American conductor and violinist (1862–1949)

Marietta Sherman Raymond (Sherman; 1862–1949) was an American musical educator and orchestral conductor, as well as a successful violinist. In 1892, in Boston, Raymond was regarded as the most successful violin soloist, among women, while noting, too, that she conducted an orchestra of 50 young women, many of whom were prominent in Boston society. She was the leader and manager of the Beacon Orchestral Club and the Raymond Orchestra.

==Early life and education==
Marietta (nickname, "Etta") Ruth Sherman was born in Lowell, Massachusetts, July 5, 1862.

She showed a strong liking and talent for music, and at the age of seven, she began the regular study of the art. With her parents, she removed to Boston, and at the age of nine, commenced the study of the piano and organ. After a short course on the piano, she began the study of the violin, with William Shultz, formerly first violin of the Mendelssohn Club. She afterwards studied with Julius Eichberg and Charles N. Allen, being with the latter for ten years.

==Career==
As teacher of violin, she joined the faculty of Wellesley College of Music, 1891–96. In addition, she had about 50 private pupils.

It is as leader of the Beacon Orchestral Club that she was best known. That club grew from six young women at its starting point of 1881, to 50 under Raymond's training and direction. Of these, however, many were amateurs, so it did not number a strictly professional membership of over 25. Many of the members belonged to the most prominent families of Boston. The players presented a striking appearance in costumes of white silk, with gold cord trimmings. They won success during various seasons, playing in New York City for the Frank Leslie magazine's Doll Fair, for the Woman's Charity Club in the Boston Music Hall, and for many weddings and receptions given by society people. Their repertory was extensive, and embraced both popular and classical music, with solos by the different instrumentalists. The opinion of the press in the various towns and cities where the club appeared was that it was justly entitled to the claim that "it is the finest ladies' orchestra in the world." During the summer months, Raymond divided the club and furnished music in the various hotels.

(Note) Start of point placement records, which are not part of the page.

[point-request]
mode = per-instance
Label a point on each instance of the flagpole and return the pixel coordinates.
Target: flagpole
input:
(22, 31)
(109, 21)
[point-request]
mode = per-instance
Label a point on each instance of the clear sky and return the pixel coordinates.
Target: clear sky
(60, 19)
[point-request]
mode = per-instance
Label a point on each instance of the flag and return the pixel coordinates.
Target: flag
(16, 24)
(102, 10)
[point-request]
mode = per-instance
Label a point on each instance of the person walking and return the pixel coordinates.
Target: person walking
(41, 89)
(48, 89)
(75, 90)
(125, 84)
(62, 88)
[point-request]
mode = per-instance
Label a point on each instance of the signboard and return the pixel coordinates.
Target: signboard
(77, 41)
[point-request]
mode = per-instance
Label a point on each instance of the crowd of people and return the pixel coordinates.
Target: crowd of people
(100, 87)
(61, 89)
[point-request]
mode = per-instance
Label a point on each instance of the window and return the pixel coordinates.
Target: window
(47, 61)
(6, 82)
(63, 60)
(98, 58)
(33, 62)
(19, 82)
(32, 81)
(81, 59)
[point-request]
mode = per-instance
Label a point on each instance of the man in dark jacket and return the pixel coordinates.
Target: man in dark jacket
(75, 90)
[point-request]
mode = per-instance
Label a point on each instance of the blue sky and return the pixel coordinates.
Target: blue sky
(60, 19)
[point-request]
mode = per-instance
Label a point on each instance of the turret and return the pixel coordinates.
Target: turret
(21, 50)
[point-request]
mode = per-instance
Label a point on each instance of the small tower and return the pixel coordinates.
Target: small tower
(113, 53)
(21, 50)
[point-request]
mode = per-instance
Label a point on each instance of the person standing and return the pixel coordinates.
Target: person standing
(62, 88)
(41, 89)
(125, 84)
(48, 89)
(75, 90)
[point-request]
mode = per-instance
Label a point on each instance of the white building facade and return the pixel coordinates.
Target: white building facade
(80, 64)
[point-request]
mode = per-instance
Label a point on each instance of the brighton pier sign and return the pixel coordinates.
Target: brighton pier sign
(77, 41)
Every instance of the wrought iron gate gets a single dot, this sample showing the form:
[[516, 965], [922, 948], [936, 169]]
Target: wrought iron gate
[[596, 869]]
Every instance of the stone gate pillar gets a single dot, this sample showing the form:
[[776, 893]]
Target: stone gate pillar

Under her direction, the club became a prominent women's orchestral ensemble of the period. An orchestra composed entirely of women was unusual at the time. Most of its players were American, and it included an unusually large number of women performing on wind instruments, which were then rarely played by women.

==Personal life==
She made her headquarters in the Hoffman House, Boston.

On March 24, 1892, in Boston, she married J. Maxfield Raymond.

Marietta Sherman Raymond died in Brookline, Massachusetts, September 22, 1949.